Hermeneutics and Music Criticism by Savage Roger W. H

Hermeneutics and Music Criticism by Savage Roger W. H

Author:Savage, Roger W. H.
Language: eng
Format: epub
Tags: Arts
Publisher: Taylor & Francis (CAM)
Published: 2009-07-21T16:00:00+00:00


7

MIMESIS AND THE HERMENEUTICS OF MUSIC

“Il y a certainement un art qui n’est pas mimétique, c’est la musique. Quoique, à la limite, ne pourrait-on pas dire qu’à chaque pièce d’art correspond un mood?”

(“There is certainly an art which is not mimetic, this is music. Although, at the limit, could not one say that to each piece of art there corresponds a mood?”)

Paul Ricoeur321

The contention that, of all the arts, music is the one that is not mimetic, finds its initial justification in the claim that mimesis is an action about action. Following Aristotle, Ricoeur maintains that mimesis is an activity that raises human action above itself. For him, “time becomes human to the extent that is articulated through a narrative mode, and narrative attains meaning when it becomes a condition of temporal existence.”322 Even more, the correlation between narrative activity and the temporal character of human experience “presents a transcultural form of necessity.”323 Exploring the meaning of human action in the realm of fiction transvalues ethical understandings of actions, characters, and events. Ultimately, “narratives have acting and suffering as their theme.”324 The fictive transformation of action and suffering, through the invention of stories that place everyday reality in suspense, effects the mimetic displacement of ethics to poetics. Correlatively, this mimetic displacement of praxis from the ethical to the poetic realm finds its completion in fiction’s refiguration of the practical field of our experiences.
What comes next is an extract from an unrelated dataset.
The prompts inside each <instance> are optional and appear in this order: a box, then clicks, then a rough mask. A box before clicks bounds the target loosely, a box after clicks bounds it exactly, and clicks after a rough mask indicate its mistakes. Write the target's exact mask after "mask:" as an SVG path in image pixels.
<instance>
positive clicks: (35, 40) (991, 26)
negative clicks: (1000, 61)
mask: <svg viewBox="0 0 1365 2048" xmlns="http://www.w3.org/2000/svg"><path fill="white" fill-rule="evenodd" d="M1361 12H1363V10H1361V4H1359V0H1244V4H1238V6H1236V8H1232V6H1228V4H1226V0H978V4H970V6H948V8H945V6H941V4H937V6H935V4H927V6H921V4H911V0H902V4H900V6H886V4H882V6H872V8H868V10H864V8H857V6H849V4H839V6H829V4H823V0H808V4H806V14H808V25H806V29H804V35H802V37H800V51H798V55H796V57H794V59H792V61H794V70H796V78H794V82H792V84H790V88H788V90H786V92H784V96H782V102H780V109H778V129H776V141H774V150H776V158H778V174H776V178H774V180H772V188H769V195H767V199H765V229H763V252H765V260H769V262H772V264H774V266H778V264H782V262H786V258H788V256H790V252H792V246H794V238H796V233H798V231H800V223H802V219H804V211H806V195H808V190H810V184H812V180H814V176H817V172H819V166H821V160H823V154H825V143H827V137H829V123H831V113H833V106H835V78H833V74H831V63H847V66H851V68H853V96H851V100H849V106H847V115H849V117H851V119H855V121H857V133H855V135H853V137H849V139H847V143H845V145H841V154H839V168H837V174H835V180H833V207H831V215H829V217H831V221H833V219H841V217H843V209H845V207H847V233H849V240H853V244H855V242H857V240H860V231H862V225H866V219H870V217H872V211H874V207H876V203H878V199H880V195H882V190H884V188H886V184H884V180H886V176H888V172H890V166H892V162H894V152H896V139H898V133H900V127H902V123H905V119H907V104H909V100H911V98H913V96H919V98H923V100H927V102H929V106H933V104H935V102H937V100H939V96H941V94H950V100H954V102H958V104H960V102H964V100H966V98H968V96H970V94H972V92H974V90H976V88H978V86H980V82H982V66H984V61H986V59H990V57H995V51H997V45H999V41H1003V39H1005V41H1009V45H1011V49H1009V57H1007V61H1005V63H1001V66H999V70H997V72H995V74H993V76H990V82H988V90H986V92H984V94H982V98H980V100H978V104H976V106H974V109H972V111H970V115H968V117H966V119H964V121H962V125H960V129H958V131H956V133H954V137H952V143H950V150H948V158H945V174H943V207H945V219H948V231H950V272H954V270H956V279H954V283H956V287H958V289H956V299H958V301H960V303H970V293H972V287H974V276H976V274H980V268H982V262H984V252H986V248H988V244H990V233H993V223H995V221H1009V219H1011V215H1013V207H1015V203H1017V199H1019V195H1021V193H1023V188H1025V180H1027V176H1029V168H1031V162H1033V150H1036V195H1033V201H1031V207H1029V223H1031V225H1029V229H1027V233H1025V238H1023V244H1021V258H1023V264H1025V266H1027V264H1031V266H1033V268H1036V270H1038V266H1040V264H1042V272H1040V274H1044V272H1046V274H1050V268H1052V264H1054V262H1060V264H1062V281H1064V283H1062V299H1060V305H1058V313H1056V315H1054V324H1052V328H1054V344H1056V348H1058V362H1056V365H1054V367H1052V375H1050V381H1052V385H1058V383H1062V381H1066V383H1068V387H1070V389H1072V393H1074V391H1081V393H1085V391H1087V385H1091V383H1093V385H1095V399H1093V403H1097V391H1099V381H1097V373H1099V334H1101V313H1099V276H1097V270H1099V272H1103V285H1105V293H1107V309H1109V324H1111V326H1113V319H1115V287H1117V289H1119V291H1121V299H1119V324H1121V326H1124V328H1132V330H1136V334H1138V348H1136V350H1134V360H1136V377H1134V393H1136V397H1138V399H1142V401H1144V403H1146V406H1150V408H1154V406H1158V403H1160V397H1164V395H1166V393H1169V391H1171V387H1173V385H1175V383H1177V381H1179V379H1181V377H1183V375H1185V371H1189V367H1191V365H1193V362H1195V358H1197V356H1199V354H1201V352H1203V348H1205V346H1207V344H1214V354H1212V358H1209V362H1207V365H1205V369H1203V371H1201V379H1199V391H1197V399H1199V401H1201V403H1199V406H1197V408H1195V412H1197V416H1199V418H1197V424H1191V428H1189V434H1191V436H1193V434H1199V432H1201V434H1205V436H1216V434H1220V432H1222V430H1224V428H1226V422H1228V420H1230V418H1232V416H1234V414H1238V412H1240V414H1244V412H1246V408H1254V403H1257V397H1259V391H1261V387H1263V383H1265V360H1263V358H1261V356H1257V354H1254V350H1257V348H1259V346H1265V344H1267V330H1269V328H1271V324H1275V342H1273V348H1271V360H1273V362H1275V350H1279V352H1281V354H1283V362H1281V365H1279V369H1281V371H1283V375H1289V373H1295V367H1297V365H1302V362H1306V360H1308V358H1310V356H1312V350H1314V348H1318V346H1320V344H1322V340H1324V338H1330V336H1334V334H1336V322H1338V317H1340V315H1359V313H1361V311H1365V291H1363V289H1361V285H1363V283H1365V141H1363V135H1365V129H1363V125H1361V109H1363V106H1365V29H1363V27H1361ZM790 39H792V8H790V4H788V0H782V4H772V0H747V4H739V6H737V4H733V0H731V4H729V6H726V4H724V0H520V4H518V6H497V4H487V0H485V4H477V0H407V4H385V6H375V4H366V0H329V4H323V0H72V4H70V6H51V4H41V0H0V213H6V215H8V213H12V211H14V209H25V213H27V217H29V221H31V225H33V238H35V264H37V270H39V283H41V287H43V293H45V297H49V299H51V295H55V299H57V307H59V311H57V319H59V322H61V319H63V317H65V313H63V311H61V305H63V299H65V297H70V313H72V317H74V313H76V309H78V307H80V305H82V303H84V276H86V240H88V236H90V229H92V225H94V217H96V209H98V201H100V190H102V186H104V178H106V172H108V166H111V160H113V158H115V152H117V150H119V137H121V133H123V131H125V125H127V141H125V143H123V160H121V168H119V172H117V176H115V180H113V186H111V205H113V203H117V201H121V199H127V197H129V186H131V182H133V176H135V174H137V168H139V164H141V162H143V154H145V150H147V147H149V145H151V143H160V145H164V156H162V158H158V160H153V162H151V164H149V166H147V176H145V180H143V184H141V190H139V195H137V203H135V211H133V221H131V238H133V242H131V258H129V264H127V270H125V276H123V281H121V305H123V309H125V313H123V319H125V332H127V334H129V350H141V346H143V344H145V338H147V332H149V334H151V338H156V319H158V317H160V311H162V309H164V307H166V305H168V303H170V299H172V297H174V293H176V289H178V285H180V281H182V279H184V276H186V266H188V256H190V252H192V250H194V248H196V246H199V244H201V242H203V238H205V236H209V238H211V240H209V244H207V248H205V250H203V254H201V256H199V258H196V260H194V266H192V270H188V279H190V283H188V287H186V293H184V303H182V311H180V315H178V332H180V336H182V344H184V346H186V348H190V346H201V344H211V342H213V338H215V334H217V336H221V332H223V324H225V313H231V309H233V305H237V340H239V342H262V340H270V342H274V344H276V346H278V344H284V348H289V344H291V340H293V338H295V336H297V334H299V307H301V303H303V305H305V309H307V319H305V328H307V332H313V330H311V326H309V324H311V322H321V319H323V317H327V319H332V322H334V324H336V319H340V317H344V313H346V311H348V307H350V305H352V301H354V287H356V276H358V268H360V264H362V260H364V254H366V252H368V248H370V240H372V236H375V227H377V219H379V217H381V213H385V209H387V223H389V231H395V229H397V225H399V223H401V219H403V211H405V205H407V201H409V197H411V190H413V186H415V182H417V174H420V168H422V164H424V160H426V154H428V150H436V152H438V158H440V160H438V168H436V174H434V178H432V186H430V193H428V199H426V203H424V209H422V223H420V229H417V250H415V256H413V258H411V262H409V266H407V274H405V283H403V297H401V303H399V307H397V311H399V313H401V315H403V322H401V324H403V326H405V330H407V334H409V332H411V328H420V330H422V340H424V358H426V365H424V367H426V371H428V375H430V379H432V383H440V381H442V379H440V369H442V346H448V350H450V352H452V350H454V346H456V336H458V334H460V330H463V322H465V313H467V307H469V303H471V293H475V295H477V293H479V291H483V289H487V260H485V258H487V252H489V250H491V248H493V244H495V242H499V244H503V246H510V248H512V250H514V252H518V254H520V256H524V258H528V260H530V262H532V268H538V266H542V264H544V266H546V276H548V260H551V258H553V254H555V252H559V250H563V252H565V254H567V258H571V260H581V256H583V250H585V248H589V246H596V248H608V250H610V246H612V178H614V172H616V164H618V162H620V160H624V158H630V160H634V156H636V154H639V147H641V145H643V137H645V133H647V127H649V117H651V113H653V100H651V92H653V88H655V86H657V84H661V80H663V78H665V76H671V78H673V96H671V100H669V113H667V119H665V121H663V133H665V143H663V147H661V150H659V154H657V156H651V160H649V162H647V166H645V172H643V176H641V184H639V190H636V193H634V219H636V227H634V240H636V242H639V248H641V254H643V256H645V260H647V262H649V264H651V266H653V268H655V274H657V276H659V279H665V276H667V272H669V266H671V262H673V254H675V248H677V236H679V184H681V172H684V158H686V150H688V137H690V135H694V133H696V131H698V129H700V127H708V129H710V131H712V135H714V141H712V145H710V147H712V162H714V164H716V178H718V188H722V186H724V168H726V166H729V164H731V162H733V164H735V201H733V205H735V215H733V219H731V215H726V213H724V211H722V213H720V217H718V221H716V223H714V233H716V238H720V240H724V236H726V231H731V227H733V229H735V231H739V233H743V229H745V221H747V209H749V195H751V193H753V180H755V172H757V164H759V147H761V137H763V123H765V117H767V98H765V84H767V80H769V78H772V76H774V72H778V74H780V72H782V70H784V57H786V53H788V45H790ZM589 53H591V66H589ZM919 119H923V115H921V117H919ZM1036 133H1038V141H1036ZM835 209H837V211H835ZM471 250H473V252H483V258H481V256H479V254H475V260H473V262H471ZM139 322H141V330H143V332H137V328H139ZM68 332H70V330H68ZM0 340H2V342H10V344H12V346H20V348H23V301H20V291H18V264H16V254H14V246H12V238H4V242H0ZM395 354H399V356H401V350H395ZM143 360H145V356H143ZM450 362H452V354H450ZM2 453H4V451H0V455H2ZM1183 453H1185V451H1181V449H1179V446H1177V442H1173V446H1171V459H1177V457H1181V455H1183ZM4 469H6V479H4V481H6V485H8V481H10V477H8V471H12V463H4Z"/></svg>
My thesis that music is one, if not the, privileged mode of invention that we as human beings employ to refigure the meaning of time in the face of time’s inscrutability stands out against the limits of the narrative art. In fact, the notion that music refigures affective dimensions of our experiences marks out the horizon in which the question of music’s mimetic character appears in all its originality. Set against the backdrop of metaphor’s heuristic power, music’s exemplification of feelings and moods modulates the modalities of our inherence in the world. Feeling’s phenomenological objectivity anchors music’s creative imitations in its modulation of “states-of-mind” that open us to the world anew. That is, because feeling is phenomenologically objective, music’s imitation of moods is not simply subjective or emotive but is anchored in the fact that moods and feelings dispose us, as it were, to the world by attuning us to it. To the extent that the expression of a mood can become a poetic aim in itself, as Heidegger suggests, music’s capacity to affect us touches a fundamental element of our mortal dwelling. Hence in contrast to traditional mimetic theories of music, which take the problem of the truth of the representation as their key, I intend to follow Ricoeur’s theory of mimesis through to the point where the confession of narrative limits leads to the acknowledgment of other modes of discourse that in their own ways speak of time and the other of time.

The mediating role that plot plays in Ricoeur’s theory delineates narrative’s privileged relation to the time of action. This mediating role is decisive for the configuring activity that Ricoeur identifies with the poetic activity of emplotment.